Lecture 6.4

Discriminant Functions: Least Squares

Applying least squares regression to the multi-class classification problem: a closed-form discriminant with appealing simplicity but well-known pathologies for classification tasks.

Learning Objectives

Set up the least squares classification problem using one-hot target encoding and matrix notation.
Derive the closed-form solution $\widetilde{\mathbf{W}} = \widetilde{\mathbf{X}}^\dagger \mathbf{T}$ for the weight matrix.
Explain why least squares is sensitive to outliers in the classification setting.
Describe the masking problem that arises in multi-class least squares.

1. Setup: One Class Per Discriminant

We assign each of $K$ classes its own linear discriminant $y_k(\mathbf{x}) = \mathbf{w}_k^\top \widetilde{\mathbf{x}}$, where $\widetilde{\mathbf{x}} = (1, \mathbf{x}^\top)^\top$ includes the bias.
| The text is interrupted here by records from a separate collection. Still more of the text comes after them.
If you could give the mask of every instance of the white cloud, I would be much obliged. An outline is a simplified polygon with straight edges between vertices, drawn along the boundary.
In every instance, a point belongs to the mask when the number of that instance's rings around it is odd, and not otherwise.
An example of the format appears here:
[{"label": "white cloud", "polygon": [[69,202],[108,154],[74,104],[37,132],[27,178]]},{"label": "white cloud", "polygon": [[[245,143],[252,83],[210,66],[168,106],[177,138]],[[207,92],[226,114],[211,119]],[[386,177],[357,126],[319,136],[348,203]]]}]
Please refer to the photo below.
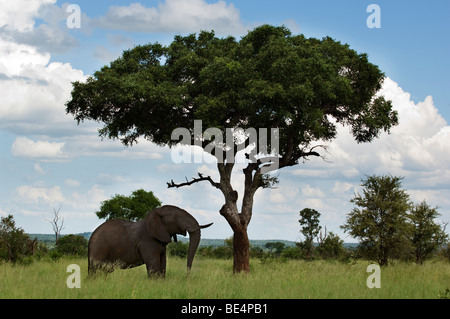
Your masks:
[{"label": "white cloud", "polygon": [[39,163],[34,164],[34,171],[36,173],[38,173],[39,175],[44,175],[45,174],[44,169],[42,168],[41,165],[39,165]]},{"label": "white cloud", "polygon": [[[56,0],[27,0],[7,1],[2,0],[0,10],[0,28],[30,31],[34,27],[38,9],[46,4],[54,4]],[[14,14],[12,14],[14,13]]]},{"label": "white cloud", "polygon": [[214,29],[218,33],[245,31],[239,10],[225,1],[165,0],[157,7],[140,3],[111,6],[105,16],[93,22],[107,29],[132,32],[198,32]]},{"label": "white cloud", "polygon": [[49,61],[50,54],[36,47],[0,38],[0,128],[15,134],[59,136],[75,130],[65,102],[71,83],[86,77],[68,63]]},{"label": "white cloud", "polygon": [[71,178],[66,179],[64,181],[64,184],[69,187],[79,187],[81,185],[81,183],[79,181],[71,179]]},{"label": "white cloud", "polygon": [[28,185],[19,186],[16,188],[15,199],[17,202],[24,204],[45,204],[51,206],[65,201],[59,186],[50,188]]},{"label": "white cloud", "polygon": [[302,194],[306,197],[325,197],[320,188],[311,187],[310,185],[302,187]]},{"label": "white cloud", "polygon": [[11,153],[17,157],[37,158],[42,160],[60,160],[67,158],[67,155],[63,151],[64,144],[64,142],[34,142],[27,137],[18,137],[11,147]]}]

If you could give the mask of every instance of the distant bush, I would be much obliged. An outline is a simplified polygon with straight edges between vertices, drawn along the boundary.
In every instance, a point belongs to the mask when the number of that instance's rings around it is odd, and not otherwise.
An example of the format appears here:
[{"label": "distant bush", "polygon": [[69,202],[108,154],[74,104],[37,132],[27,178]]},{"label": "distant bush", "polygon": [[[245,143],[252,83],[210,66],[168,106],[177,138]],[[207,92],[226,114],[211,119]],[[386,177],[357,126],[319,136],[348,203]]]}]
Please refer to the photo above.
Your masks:
[{"label": "distant bush", "polygon": [[[81,235],[65,235],[58,239],[56,252],[61,255],[87,256],[88,241]],[[57,254],[53,253],[54,256]]]},{"label": "distant bush", "polygon": [[0,222],[0,260],[29,264],[37,251],[37,240],[32,240],[22,228],[16,227],[12,215],[2,217]]}]

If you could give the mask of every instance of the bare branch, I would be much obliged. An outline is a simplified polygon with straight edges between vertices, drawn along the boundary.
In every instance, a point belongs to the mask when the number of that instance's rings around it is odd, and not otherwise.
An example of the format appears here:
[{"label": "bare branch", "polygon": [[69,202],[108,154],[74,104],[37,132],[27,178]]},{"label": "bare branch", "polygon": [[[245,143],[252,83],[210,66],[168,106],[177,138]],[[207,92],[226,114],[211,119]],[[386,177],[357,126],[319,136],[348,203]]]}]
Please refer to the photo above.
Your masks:
[{"label": "bare branch", "polygon": [[176,184],[173,180],[171,180],[170,183],[167,183],[167,187],[168,188],[174,188],[174,187],[180,188],[180,187],[183,187],[183,186],[191,186],[192,184],[199,183],[199,182],[202,182],[202,181],[208,181],[208,182],[210,182],[210,184],[212,186],[214,186],[215,188],[219,188],[220,189],[220,183],[214,182],[213,179],[211,178],[211,176],[206,176],[205,177],[205,176],[203,176],[202,173],[198,173],[198,176],[199,176],[198,178],[192,177],[191,181],[189,181],[187,179],[187,177],[186,177],[186,182],[185,183],[180,183],[180,184]]},{"label": "bare branch", "polygon": [[58,210],[53,208],[53,220],[45,218],[45,220],[52,225],[53,231],[55,232],[56,243],[58,243],[58,236],[61,234],[61,230],[64,229],[64,218],[59,216],[61,207],[62,205],[59,206]]}]

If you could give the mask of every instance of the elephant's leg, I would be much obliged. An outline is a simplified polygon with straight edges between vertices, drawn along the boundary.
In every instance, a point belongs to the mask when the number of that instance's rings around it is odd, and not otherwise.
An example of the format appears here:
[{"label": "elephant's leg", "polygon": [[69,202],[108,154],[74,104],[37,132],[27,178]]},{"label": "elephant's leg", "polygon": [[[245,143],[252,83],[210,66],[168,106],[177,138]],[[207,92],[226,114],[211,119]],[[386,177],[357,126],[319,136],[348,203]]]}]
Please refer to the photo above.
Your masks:
[{"label": "elephant's leg", "polygon": [[141,256],[147,266],[147,274],[149,277],[163,275],[161,272],[162,250],[163,247],[160,243],[150,243],[141,248]]},{"label": "elephant's leg", "polygon": [[164,247],[164,250],[160,255],[160,271],[163,276],[166,275],[166,247]]}]

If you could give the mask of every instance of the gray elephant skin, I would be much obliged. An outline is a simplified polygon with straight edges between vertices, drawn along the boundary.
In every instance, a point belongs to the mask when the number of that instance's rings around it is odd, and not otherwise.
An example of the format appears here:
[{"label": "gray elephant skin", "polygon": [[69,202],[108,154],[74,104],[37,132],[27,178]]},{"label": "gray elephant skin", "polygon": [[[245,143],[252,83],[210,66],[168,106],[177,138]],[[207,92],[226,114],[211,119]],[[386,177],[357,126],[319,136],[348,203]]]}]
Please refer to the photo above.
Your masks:
[{"label": "gray elephant skin", "polygon": [[113,219],[100,225],[89,239],[89,274],[99,269],[132,268],[145,264],[147,274],[165,276],[166,246],[176,235],[189,233],[187,270],[192,267],[200,243],[200,226],[185,210],[176,206],[162,206],[152,210],[138,222]]}]

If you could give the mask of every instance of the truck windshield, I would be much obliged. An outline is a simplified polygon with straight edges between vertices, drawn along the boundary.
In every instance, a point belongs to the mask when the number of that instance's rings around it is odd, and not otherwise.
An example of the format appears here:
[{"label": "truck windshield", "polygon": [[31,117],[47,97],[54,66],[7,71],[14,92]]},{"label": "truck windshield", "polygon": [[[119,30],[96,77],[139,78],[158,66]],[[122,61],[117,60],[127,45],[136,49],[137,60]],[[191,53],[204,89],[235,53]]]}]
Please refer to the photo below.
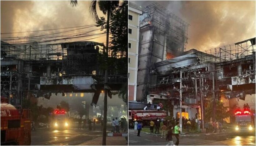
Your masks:
[{"label": "truck windshield", "polygon": [[56,119],[58,120],[65,120],[66,118],[66,115],[57,115],[55,116]]},{"label": "truck windshield", "polygon": [[250,122],[252,117],[250,115],[236,116],[236,122]]}]

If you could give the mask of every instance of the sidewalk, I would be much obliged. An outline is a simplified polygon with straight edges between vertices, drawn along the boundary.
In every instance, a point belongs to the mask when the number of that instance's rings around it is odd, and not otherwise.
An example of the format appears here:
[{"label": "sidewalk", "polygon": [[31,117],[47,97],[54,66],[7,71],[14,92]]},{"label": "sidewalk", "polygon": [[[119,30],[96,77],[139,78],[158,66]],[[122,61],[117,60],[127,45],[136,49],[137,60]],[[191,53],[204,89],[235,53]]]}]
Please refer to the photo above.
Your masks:
[{"label": "sidewalk", "polygon": [[[180,136],[200,136],[202,135],[215,135],[215,134],[221,134],[222,133],[228,133],[231,132],[232,131],[231,131],[230,130],[226,130],[226,131],[225,132],[222,131],[220,132],[219,133],[213,133],[212,131],[210,131],[209,133],[206,133],[205,132],[193,132],[193,133],[189,133],[189,132],[188,132],[185,131],[184,131],[184,132],[183,132],[183,133],[181,134],[180,135]],[[149,132],[145,132],[145,131],[141,131],[141,132],[144,133],[145,133],[148,134],[150,134],[152,135],[155,135],[156,136],[160,136],[161,137],[161,133],[160,132],[160,134],[155,134],[155,133],[151,133]]]},{"label": "sidewalk", "polygon": [[[100,137],[82,143],[78,145],[102,145],[102,137]],[[107,136],[106,145],[128,145],[127,142],[124,137]]]}]

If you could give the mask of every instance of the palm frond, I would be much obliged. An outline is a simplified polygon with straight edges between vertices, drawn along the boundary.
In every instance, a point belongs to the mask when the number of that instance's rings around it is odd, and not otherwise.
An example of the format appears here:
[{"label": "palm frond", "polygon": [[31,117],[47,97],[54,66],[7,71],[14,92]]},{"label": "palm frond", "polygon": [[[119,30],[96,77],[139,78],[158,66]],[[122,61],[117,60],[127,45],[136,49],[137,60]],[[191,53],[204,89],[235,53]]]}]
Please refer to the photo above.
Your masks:
[{"label": "palm frond", "polygon": [[76,7],[76,6],[78,4],[78,1],[69,1],[69,2],[70,3],[70,5],[72,6],[72,7]]},{"label": "palm frond", "polygon": [[98,16],[96,10],[96,6],[97,2],[97,1],[91,1],[90,3],[90,11],[91,15],[94,18],[96,22],[98,22],[100,19]]}]

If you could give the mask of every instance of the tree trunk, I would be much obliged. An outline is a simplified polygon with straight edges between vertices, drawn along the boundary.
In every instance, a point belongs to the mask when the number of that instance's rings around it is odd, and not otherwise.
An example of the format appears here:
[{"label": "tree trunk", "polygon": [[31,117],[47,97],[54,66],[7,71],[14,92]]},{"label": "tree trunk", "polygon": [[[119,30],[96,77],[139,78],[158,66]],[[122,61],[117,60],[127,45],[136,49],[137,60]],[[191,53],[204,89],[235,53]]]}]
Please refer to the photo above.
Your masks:
[{"label": "tree trunk", "polygon": [[[109,16],[110,10],[109,5],[108,6],[107,19],[107,38],[106,44],[106,62],[107,62],[108,56],[108,41],[109,35]],[[107,130],[107,88],[108,81],[107,68],[105,71],[105,80],[104,84],[104,88],[105,93],[104,94],[104,109],[103,116],[103,137],[102,140],[102,145],[106,145],[106,136]]]}]

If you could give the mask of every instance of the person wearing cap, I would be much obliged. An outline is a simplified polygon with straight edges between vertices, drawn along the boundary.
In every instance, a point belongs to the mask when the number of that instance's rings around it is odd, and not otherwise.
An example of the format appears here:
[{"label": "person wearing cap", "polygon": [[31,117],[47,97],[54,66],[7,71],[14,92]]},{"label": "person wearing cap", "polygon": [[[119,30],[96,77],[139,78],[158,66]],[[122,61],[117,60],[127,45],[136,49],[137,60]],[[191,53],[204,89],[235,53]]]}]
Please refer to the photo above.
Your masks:
[{"label": "person wearing cap", "polygon": [[178,145],[179,143],[180,142],[180,127],[179,126],[179,124],[180,122],[176,122],[176,125],[174,127],[174,135],[175,136],[175,137],[176,138],[177,140],[176,142],[175,143],[175,145]]}]

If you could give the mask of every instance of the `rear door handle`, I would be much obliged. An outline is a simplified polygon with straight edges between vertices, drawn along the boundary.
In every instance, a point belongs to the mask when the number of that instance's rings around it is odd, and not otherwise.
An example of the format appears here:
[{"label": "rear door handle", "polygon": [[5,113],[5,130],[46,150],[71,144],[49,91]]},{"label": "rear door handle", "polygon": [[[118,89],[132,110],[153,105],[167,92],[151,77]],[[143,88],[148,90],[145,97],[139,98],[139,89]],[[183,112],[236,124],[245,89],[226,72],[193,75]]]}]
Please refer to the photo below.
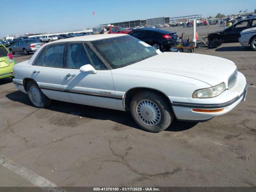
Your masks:
[{"label": "rear door handle", "polygon": [[67,74],[67,75],[66,75],[66,76],[67,77],[74,77],[75,76],[76,76],[76,75],[74,74],[74,75],[70,75],[70,73],[68,73],[68,74]]}]

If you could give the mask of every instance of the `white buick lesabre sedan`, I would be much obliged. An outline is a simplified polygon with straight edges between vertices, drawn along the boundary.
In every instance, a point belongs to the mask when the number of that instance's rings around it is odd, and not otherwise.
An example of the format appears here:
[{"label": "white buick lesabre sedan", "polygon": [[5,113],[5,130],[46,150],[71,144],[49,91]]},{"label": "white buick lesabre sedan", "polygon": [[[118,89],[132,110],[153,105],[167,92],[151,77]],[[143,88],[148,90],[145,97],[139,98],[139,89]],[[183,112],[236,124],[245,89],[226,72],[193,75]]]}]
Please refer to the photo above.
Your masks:
[{"label": "white buick lesabre sedan", "polygon": [[227,59],[162,53],[125,34],[69,38],[42,46],[14,68],[16,87],[36,107],[56,100],[130,111],[142,129],[203,122],[244,100],[244,76]]}]

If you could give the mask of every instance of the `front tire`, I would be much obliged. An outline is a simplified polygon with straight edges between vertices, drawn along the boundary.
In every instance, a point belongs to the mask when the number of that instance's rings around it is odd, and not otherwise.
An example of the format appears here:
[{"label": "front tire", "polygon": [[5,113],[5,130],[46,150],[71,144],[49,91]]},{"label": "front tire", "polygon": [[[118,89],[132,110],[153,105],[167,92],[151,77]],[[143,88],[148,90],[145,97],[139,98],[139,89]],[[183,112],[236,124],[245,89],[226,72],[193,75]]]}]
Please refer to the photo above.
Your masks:
[{"label": "front tire", "polygon": [[28,82],[26,90],[29,99],[36,107],[43,108],[51,103],[51,100],[44,94],[35,82]]},{"label": "front tire", "polygon": [[174,114],[170,104],[160,94],[152,91],[142,91],[132,98],[132,116],[142,129],[158,133],[170,124]]},{"label": "front tire", "polygon": [[28,55],[28,52],[25,48],[23,48],[23,52],[24,53],[24,55]]},{"label": "front tire", "polygon": [[251,48],[254,51],[256,51],[256,37],[252,39],[250,42]]}]

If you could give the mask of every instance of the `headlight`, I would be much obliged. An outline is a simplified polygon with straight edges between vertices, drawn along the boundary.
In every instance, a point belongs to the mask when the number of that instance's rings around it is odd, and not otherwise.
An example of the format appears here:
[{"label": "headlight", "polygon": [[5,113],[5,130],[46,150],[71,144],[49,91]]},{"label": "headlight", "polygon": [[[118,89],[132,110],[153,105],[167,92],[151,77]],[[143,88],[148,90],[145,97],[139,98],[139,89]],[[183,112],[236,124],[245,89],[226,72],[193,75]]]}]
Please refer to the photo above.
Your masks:
[{"label": "headlight", "polygon": [[195,91],[192,96],[193,98],[210,98],[218,96],[226,90],[226,85],[221,83],[214,87]]}]

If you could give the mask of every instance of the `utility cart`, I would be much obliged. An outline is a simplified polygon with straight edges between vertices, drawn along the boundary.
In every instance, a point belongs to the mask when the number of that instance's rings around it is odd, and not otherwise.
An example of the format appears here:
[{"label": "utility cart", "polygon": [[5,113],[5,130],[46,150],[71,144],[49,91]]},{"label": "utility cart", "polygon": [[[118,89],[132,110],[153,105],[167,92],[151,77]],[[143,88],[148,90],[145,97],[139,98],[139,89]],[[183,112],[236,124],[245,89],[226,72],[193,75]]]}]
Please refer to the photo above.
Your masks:
[{"label": "utility cart", "polygon": [[172,47],[171,51],[176,52],[188,52],[192,53],[196,47],[195,42],[192,42],[188,39],[184,39],[184,33],[182,33],[180,39],[178,40],[177,44],[174,46]]}]

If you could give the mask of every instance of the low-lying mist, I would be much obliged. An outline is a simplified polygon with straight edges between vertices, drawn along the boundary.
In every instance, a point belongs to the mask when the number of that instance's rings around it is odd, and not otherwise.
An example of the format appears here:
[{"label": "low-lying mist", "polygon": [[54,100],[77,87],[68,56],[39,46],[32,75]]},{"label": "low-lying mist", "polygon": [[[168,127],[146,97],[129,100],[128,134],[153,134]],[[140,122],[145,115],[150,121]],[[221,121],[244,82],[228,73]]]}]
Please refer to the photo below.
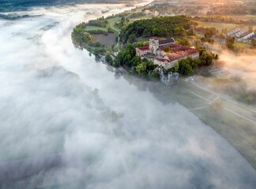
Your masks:
[{"label": "low-lying mist", "polygon": [[77,23],[126,9],[0,20],[0,187],[254,188],[255,170],[210,127],[73,47]]}]

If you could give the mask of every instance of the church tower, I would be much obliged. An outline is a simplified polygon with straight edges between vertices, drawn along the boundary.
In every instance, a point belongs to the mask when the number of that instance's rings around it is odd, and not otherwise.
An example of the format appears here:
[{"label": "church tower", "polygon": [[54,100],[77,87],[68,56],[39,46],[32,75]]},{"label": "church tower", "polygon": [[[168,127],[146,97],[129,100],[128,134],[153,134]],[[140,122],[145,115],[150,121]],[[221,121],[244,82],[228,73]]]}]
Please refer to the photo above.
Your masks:
[{"label": "church tower", "polygon": [[149,49],[150,51],[156,55],[156,50],[159,49],[159,40],[156,38],[149,39]]}]

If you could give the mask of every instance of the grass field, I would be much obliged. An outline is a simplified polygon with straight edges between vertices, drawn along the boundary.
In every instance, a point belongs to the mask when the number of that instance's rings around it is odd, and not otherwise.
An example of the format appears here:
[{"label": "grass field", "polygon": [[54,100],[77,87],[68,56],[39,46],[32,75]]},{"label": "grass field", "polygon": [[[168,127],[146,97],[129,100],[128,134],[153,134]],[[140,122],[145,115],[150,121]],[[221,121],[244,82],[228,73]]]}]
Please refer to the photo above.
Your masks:
[{"label": "grass field", "polygon": [[214,23],[214,22],[202,22],[202,21],[196,21],[198,23],[198,24],[201,27],[204,28],[216,28],[218,30],[222,30],[222,29],[232,29],[235,28],[237,24],[226,24],[226,23]]},{"label": "grass field", "polygon": [[93,38],[100,42],[104,46],[112,46],[115,44],[115,35],[109,33],[107,35],[103,34],[92,35]]}]

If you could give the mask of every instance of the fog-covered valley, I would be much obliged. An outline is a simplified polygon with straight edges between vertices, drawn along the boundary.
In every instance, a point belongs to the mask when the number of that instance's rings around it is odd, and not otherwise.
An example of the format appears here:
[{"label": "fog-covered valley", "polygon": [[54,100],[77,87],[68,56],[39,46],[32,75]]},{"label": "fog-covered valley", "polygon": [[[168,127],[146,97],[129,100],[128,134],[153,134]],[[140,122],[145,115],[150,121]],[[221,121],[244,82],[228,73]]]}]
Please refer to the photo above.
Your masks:
[{"label": "fog-covered valley", "polygon": [[0,20],[0,188],[254,188],[255,170],[210,127],[73,47],[77,23],[127,9]]}]

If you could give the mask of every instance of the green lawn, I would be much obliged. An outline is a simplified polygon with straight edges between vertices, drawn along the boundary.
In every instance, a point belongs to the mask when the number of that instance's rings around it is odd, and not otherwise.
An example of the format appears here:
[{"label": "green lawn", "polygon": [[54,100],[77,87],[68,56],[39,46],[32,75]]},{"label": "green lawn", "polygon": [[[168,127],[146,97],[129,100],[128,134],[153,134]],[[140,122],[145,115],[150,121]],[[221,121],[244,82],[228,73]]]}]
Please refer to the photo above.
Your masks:
[{"label": "green lawn", "polygon": [[214,22],[202,22],[202,21],[196,21],[198,23],[200,26],[204,28],[216,28],[216,29],[221,31],[222,29],[232,29],[235,28],[237,24],[226,24],[226,23],[214,23]]}]

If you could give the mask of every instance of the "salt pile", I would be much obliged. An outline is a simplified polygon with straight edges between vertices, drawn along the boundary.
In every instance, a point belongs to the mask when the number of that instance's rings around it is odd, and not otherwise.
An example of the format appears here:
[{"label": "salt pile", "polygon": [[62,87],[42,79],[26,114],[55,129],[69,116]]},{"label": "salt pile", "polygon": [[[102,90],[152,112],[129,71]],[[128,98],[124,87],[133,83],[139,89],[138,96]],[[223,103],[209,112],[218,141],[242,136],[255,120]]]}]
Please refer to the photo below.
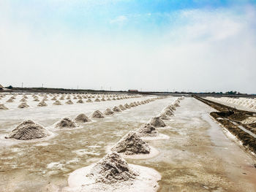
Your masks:
[{"label": "salt pile", "polygon": [[112,110],[113,112],[121,112],[121,110],[118,108],[118,107],[114,107]]},{"label": "salt pile", "polygon": [[86,123],[91,121],[91,120],[83,113],[81,113],[76,116],[75,121],[78,123]]},{"label": "salt pile", "polygon": [[75,128],[77,126],[77,124],[69,118],[61,119],[55,125],[56,128]]},{"label": "salt pile", "polygon": [[127,108],[127,109],[130,109],[131,107],[129,107],[129,105],[128,104],[124,104],[124,107]]},{"label": "salt pile", "polygon": [[121,110],[123,110],[123,111],[124,111],[124,110],[127,110],[127,109],[126,109],[123,105],[121,105],[121,104],[120,104],[118,107],[119,107],[119,109]]},{"label": "salt pile", "polygon": [[45,107],[47,106],[47,104],[45,102],[45,101],[42,101],[37,104],[38,107]]},{"label": "salt pile", "polygon": [[125,135],[112,149],[112,151],[124,153],[125,155],[148,154],[148,145],[140,139],[136,132],[130,131]]},{"label": "salt pile", "polygon": [[82,99],[80,99],[78,100],[77,103],[78,104],[83,104],[83,101],[82,100]]},{"label": "salt pile", "polygon": [[19,140],[36,139],[49,136],[48,131],[33,120],[24,120],[13,129],[6,139],[13,138]]},{"label": "salt pile", "polygon": [[150,120],[149,123],[151,123],[155,127],[165,127],[165,123],[159,117],[155,117]]},{"label": "salt pile", "polygon": [[7,110],[8,108],[4,106],[4,104],[0,104],[0,110]]},{"label": "salt pile", "polygon": [[73,102],[69,99],[69,101],[67,101],[66,102],[66,104],[72,104]]},{"label": "salt pile", "polygon": [[104,112],[103,114],[105,115],[113,115],[114,114],[114,112],[113,110],[111,110],[110,109],[107,109]]},{"label": "salt pile", "polygon": [[140,137],[157,137],[159,133],[156,128],[151,123],[146,123],[137,130]]},{"label": "salt pile", "polygon": [[54,104],[54,105],[61,105],[62,104],[61,103],[60,101],[56,100],[56,101],[55,101],[53,103],[53,104]]},{"label": "salt pile", "polygon": [[100,119],[100,118],[105,118],[103,114],[99,110],[94,111],[90,116],[91,118],[96,118],[96,119],[99,119],[99,118]]},{"label": "salt pile", "polygon": [[7,101],[7,103],[12,103],[13,101],[14,101],[14,100],[13,100],[13,99],[12,99],[12,98],[9,99]]},{"label": "salt pile", "polygon": [[29,104],[26,104],[26,102],[23,102],[18,106],[18,108],[28,108],[29,107]]}]

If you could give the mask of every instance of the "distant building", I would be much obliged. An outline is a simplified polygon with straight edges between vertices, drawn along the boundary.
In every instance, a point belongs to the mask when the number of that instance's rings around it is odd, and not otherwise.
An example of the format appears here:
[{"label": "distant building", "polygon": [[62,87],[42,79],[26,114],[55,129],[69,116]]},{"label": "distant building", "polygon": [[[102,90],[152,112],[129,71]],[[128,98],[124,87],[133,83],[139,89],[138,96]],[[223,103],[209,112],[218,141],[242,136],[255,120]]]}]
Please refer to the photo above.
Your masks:
[{"label": "distant building", "polygon": [[128,92],[138,92],[138,91],[137,89],[129,89]]}]

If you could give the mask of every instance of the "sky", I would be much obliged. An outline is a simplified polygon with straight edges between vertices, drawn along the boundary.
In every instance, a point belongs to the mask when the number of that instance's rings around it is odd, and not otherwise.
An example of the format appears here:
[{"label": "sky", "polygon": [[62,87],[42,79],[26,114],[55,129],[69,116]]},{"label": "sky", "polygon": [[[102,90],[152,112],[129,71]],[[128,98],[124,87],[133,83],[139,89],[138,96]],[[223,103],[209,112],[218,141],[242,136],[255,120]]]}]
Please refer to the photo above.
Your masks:
[{"label": "sky", "polygon": [[0,0],[0,84],[256,93],[256,0]]}]

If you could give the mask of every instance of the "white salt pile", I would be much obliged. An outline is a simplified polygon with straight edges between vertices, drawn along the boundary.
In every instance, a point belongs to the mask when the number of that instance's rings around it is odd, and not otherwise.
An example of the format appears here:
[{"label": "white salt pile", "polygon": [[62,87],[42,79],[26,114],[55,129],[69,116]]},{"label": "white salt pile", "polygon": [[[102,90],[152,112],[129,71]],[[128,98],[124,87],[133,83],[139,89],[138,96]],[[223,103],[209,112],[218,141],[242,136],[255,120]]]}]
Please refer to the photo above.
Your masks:
[{"label": "white salt pile", "polygon": [[121,110],[122,111],[124,111],[126,110],[127,109],[122,105],[122,104],[120,104],[118,106],[119,109]]},{"label": "white salt pile", "polygon": [[157,137],[159,133],[156,128],[151,123],[143,124],[137,130],[138,136],[146,137]]},{"label": "white salt pile", "polygon": [[6,139],[19,140],[36,139],[49,136],[49,132],[42,126],[31,120],[24,120],[13,129]]},{"label": "white salt pile", "polygon": [[77,103],[78,104],[83,104],[83,101],[82,99],[80,99],[78,100]]},{"label": "white salt pile", "polygon": [[78,125],[69,118],[64,118],[55,125],[56,128],[75,128]]},{"label": "white salt pile", "polygon": [[105,115],[113,115],[114,113],[115,112],[109,108],[108,108],[105,112],[103,112],[103,114]]},{"label": "white salt pile", "polygon": [[66,102],[66,104],[72,104],[73,102],[69,99],[69,101],[67,101]]},{"label": "white salt pile", "polygon": [[155,127],[165,127],[165,123],[159,117],[155,117],[150,120],[149,123],[151,123]]},{"label": "white salt pile", "polygon": [[26,102],[26,99],[25,98],[23,98],[20,100],[20,102]]},{"label": "white salt pile", "polygon": [[128,104],[124,104],[124,107],[127,108],[127,109],[130,109],[131,107],[129,107],[129,105]]},{"label": "white salt pile", "polygon": [[118,108],[118,107],[114,107],[113,109],[112,109],[112,110],[113,111],[113,112],[121,112],[121,110]]},{"label": "white salt pile", "polygon": [[37,106],[38,107],[45,107],[47,106],[48,104],[45,102],[45,101],[42,101],[41,102],[39,102]]},{"label": "white salt pile", "polygon": [[56,100],[56,101],[55,101],[53,103],[53,104],[54,104],[54,105],[61,105],[62,104],[61,103],[60,101]]},{"label": "white salt pile", "polygon": [[18,106],[18,108],[28,108],[29,107],[29,105],[26,104],[26,102],[23,102],[21,104],[19,104],[19,106]]},{"label": "white salt pile", "polygon": [[100,118],[105,118],[103,114],[99,111],[99,110],[97,110],[97,111],[94,111],[91,115],[90,117],[91,118],[96,118],[96,119],[100,119]]},{"label": "white salt pile", "polygon": [[86,123],[90,122],[91,120],[86,115],[86,114],[81,113],[76,116],[75,121],[77,123]]},{"label": "white salt pile", "polygon": [[9,109],[6,107],[4,104],[0,104],[0,110],[7,110]]},{"label": "white salt pile", "polygon": [[148,154],[148,145],[140,139],[135,131],[130,131],[118,142],[111,149],[112,151],[123,153],[125,155]]}]

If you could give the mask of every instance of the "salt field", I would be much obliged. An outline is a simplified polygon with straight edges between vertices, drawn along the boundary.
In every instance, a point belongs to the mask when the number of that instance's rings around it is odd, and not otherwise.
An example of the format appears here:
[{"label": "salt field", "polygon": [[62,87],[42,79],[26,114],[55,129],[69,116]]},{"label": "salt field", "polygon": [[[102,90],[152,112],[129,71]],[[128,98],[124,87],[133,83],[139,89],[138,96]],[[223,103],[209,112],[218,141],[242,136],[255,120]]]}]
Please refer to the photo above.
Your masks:
[{"label": "salt field", "polygon": [[[38,107],[45,94],[7,102],[12,96],[0,100],[8,108],[0,110],[0,191],[256,191],[255,157],[194,98],[48,94]],[[18,108],[26,97],[29,107]],[[97,110],[103,118],[91,115]],[[7,139],[24,120],[50,134]]]}]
Stacking the $K$ weight vectors as columns of $\widetilde{\mathbf{W}}$, all predictions are obtained at once:

$$\mathbf{y}(\mathbf{x}) = \widetilde{\mathbf{W}}^\top \widetilde{\mathbf{x}} \in \mathbb{R}^K.$$

We assign $\mathbf{x}$ to class $C_k$ where $y_k(\mathbf{x})$ is largest.

2. One-Hot Targets and the Sum of Squared Errors

Use one-hot encoding: the target for a class-$k$ example is the vector $\mathbf{t}$ with $t_k = 1$ and all other entries 0. Collect all $N$ targets row-wise into an $N \times K$ target matrix $\mathbf{T}$, and all inputs row-wise into $\widetilde{\mathbf{X}}$ (the $N \times (d{+}1)$ design matrix with a leading column of 1s). The sum of squared errors is

$$E(\widetilde{\mathbf{W}}) = \tfrac{1}{2} \operatorname{tr}\!\Bigl\{\bigl(\widetilde{\mathbf{X}}\widetilde{\mathbf{W}} - \mathbf{T}\bigr)^\top \bigl(\widetilde{\mathbf{X}}\widetilde{\mathbf{W}} - \mathbf{T}\bigr)\Bigr\}.$$

The trace sums the squared errors for all $N$ data points and all $K$ class outputs simultaneously.

3. Closed-Form Solution

Setting $\partial E / \partial \widetilde{\mathbf{W}} = \mathbf{0}$ gives the multi-output version of the normal equations:

Least Squares Discriminant (Multi-class) $$\widetilde{\mathbf{W}} = \widetilde{\mathbf{X}}^\dagger \mathbf{T} = \bigl(\widetilde{\mathbf{X}}^\top \widetilde{\mathbf{X}}\bigr)^{-1} \widetilde{\mathbf{X}}^\top \mathbf{T}.$$

The solution has exactly the same pseudo-inverse form as in linear regression (Lecture 3.2), now applied to each output column of $\mathbf{T}$ simultaneously. The entire weight matrix is obtained in one shot.

4. Problems with Least Squares for Classification

Despite the elegant closed-form solution, least squares classification has three serious drawbacks.

Sensitivity to Outliers

The regression targets are 0 or 1, but the model predicts real-valued $y_k(\mathbf{x})$. Because $y_k(\mathbf{x})$ is also proportional to the distance from $\mathbf{x}$ to the decision boundary (Lecture 6.3), a target of 1 effectively demands that each class-$k$ example be placed at a fixed distance of $1/\|\mathbf{w}_k\|$ from the boundary. Data points that are well-separated from the boundary are penalized for being "too easily classified," distorting the boundary to pull them closer.

Masking in Multi-class Problems

When one class lies geometrically between two others (e.g., three collinear class clouds), least squares often produces a weight matrix for which the middle class's discriminant is dominated by the two neighboring discriminants everywhere — the middle class "disappears." This masking effect is a fundamental failure mode, not fixable by tuning.

Outputs Are Not Probabilities

The $y_k$ values can be negative or greater than 1 — they are not proper probabilities. A weak guarantee: because the one-hot targets sum to 1 across classes, the model predictions $\sum_k y_k(\mathbf{x})$ also sum to 1 (a sum-to-one constraint). But individual $y_k$ can still be negative, so the analogy to probabilities breaks down.